Speeding up a spherical harmonic model

I am attempting to optimise a model which uses spherical harmonics to parameterise the success probability of binomials on the sphere. Transforming from the alm parameters to the logit-probability x involves two steps which are computationally expensive (the bracketed lines in the transformed parameters block). This operation will be the building block of a much more complicated model, so I’d like to check that I haven’t missed a trick. Can anyone suggest a different way of calculating this expression which is more Stan-friendly?

data {
    int<lower=0> J;        // number of pixels
    int<lower=0> N;        // number of HEALPix isolatitude rings
    int<lower=0> H;        // number of harmonics
    int<lower=0> L;        // 2 * max l of hamonics + 1
    matrix[N,H] lambda;    // spherical harmonics decomposed
    matrix[J,L] azimuth;   // spherical harmonics decomposed
    int indices[J];        // map N->J
    int lower[L];          // map H->L
    int upper[L];          // map H->L
    int k[J];
    int n[J];
}
parameters {
    vector[H] alm;
}
transformed parameters {
    vector[J] x;
    {
        matrix[N,L] F;
        for (i in 1:L) {
            F[:,i] = lambda[:,lower[i]:upper[i]] * alm[lower[i]:upper[i]];
        }
        x = rows_dot_product(F[indices],azimuth);
    }
}
model {
    alm ~ std_normal();
    k ~ binomial_logit(n, x);
}
1 Like
matrix[N,L] F;
for (i in 1:L) {
  F[:,i] = lambda[:,lower[i]:upper[i]] * alm[lower[i]:upper[i]];
}

The only thing that sticks out to me is would it be possible to zero-pad the lambda matrix and build a matrix out of alm so that you can do:

matrix[N, L] F = lambda * alm_matrix; // alm_matrix would be an HxL matrix

Matrix multiplication is more efficient than matrix vector multiplication. The gains to big matrix operations are big enough that usually you can afford some zero padding even if multiplying by zero seems like kindof a waste.
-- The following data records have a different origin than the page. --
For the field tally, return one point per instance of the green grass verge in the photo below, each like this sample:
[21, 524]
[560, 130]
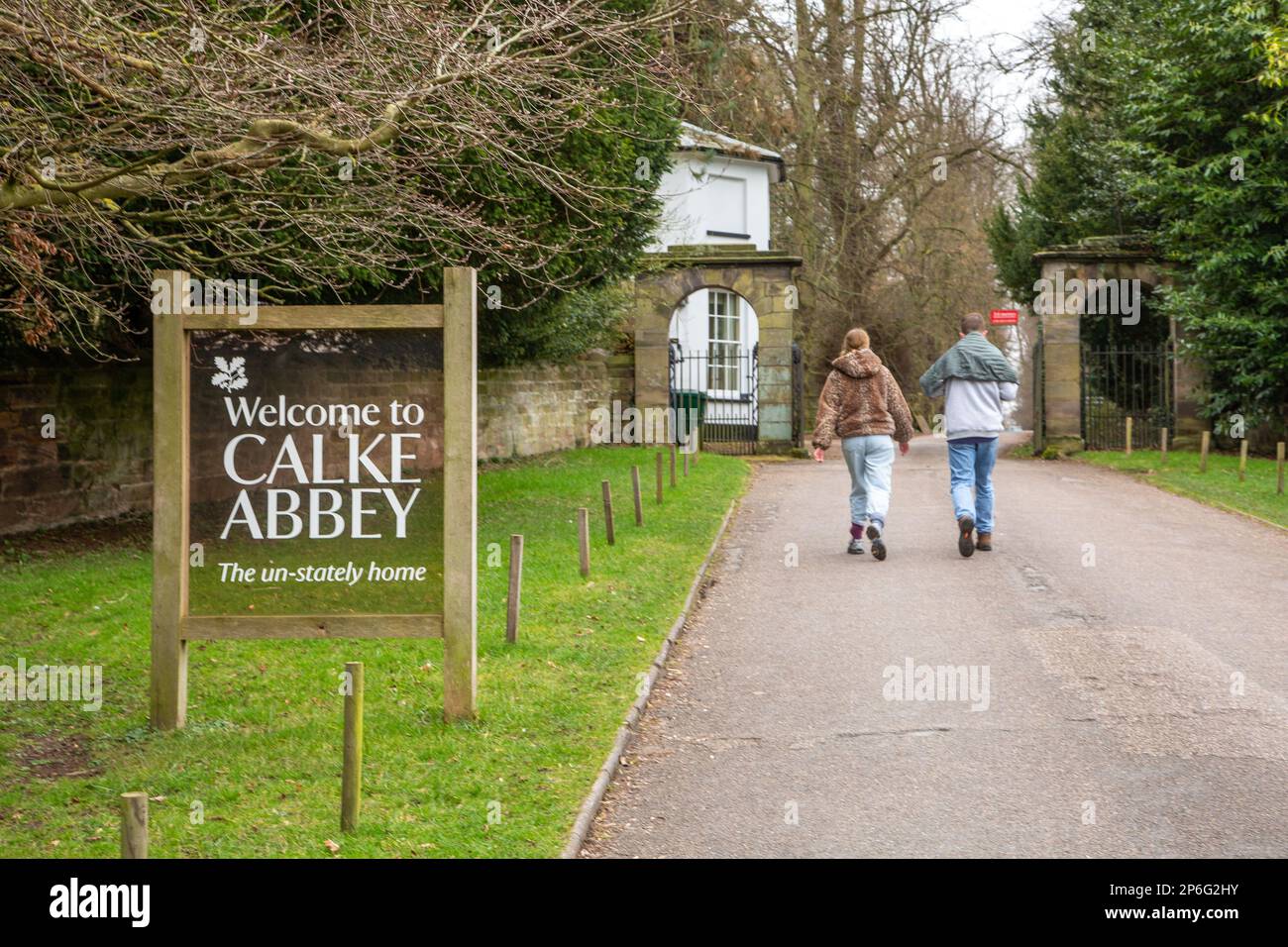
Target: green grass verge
[1220, 486]
[262, 754]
I can see how writing it like you have it is more efficient in terms of operations though

3 Likes

As someone that doesn’t have much experience with the foundational compute side of things, things like this are super surprising and neat.

Thanks for taking a look! I tried something along the lines you suggested, swapping these lines:

for (i in 1:L) {
    F[:,i] = lambda[:,lower[i]:upper[i]] * alm[lower[i]:upper[i]];
}

for these lines:

matrix[H,L] Alm = rep_matrix(0.0, H, L);
for (i in 1:L) {
    Alm[lower[i]:upper[i],i] = alm[lower[i]:upper[i]];
}
F = lambda * Alm;

It turned out that my original code was the faster of the two, but that wasn’t obvious to me until I tried it!
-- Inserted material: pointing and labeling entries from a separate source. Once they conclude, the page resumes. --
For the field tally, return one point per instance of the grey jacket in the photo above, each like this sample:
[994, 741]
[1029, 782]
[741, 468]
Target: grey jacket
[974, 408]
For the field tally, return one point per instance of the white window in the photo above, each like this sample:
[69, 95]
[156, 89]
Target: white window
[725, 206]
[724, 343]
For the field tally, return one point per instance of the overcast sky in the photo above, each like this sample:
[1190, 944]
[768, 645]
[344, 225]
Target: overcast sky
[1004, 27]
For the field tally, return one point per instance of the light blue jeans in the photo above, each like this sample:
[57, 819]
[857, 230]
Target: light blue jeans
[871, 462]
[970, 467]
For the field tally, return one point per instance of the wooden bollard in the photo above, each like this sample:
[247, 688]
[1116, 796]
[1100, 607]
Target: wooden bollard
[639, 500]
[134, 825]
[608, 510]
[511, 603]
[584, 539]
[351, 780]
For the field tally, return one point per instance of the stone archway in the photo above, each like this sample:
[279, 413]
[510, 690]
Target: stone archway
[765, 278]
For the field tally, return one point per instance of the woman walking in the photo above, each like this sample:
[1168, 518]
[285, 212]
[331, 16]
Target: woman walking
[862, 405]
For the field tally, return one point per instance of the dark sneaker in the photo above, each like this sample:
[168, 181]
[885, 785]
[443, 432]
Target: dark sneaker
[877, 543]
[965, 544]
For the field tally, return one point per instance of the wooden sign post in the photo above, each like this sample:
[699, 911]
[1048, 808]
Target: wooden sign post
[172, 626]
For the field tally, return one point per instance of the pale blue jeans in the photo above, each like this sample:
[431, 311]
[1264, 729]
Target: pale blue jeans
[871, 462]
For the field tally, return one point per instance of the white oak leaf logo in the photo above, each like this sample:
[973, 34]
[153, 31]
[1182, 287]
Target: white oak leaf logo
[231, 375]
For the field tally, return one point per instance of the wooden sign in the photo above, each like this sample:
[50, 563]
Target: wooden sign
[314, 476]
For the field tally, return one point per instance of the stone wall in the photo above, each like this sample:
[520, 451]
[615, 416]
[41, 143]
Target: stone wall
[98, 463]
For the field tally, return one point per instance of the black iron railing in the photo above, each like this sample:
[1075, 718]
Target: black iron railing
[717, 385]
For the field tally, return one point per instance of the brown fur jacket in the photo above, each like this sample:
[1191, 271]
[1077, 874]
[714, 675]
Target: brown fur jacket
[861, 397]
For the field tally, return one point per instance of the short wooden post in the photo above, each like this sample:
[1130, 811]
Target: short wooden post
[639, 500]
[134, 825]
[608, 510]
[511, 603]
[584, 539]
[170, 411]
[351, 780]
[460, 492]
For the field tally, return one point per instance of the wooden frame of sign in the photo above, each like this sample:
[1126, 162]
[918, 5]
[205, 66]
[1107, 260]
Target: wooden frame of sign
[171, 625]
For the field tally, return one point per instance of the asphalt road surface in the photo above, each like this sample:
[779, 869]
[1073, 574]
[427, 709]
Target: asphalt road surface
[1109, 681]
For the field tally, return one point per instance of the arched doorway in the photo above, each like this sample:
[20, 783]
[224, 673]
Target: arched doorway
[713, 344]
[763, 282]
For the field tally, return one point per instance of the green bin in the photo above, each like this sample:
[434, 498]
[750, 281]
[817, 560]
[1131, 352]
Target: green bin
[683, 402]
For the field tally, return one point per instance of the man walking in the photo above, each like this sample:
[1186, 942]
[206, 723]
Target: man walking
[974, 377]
Your original suggestion was to pad lambda, but I couldn’t find a way to make it work without turning it into a three dimensional object. Have I missed something?

2 Likes

Nah nah, the second thing is what I meant. Hmm, if that isn’t any faster then I think I’m out of ideas. What you have looks good to me.

By the way, there is new profiling stuff in cmdstan 2.26: Profiling Stan programs with CmdStanR • cmdstanr . It can be handy for things like this so you know what are the expensive parts of the code.

2 Likes

Amazing! Profiling has revealed that the line:

x = rows_dot_product(F[indices],azimuth);

takes six times longer than the lines I was trying to optimise.

3 Likes

Nice!

Things like this are why we were so eager to add profiling.

1 Like

I really appreciate it. I can’t imagine how difficult that must have been to implement!

2 Likes

Take a look at the rows in the rows dot product call to see if there’s any redundancy there. If so, see here on computing on just the unique rows then indexing into the result.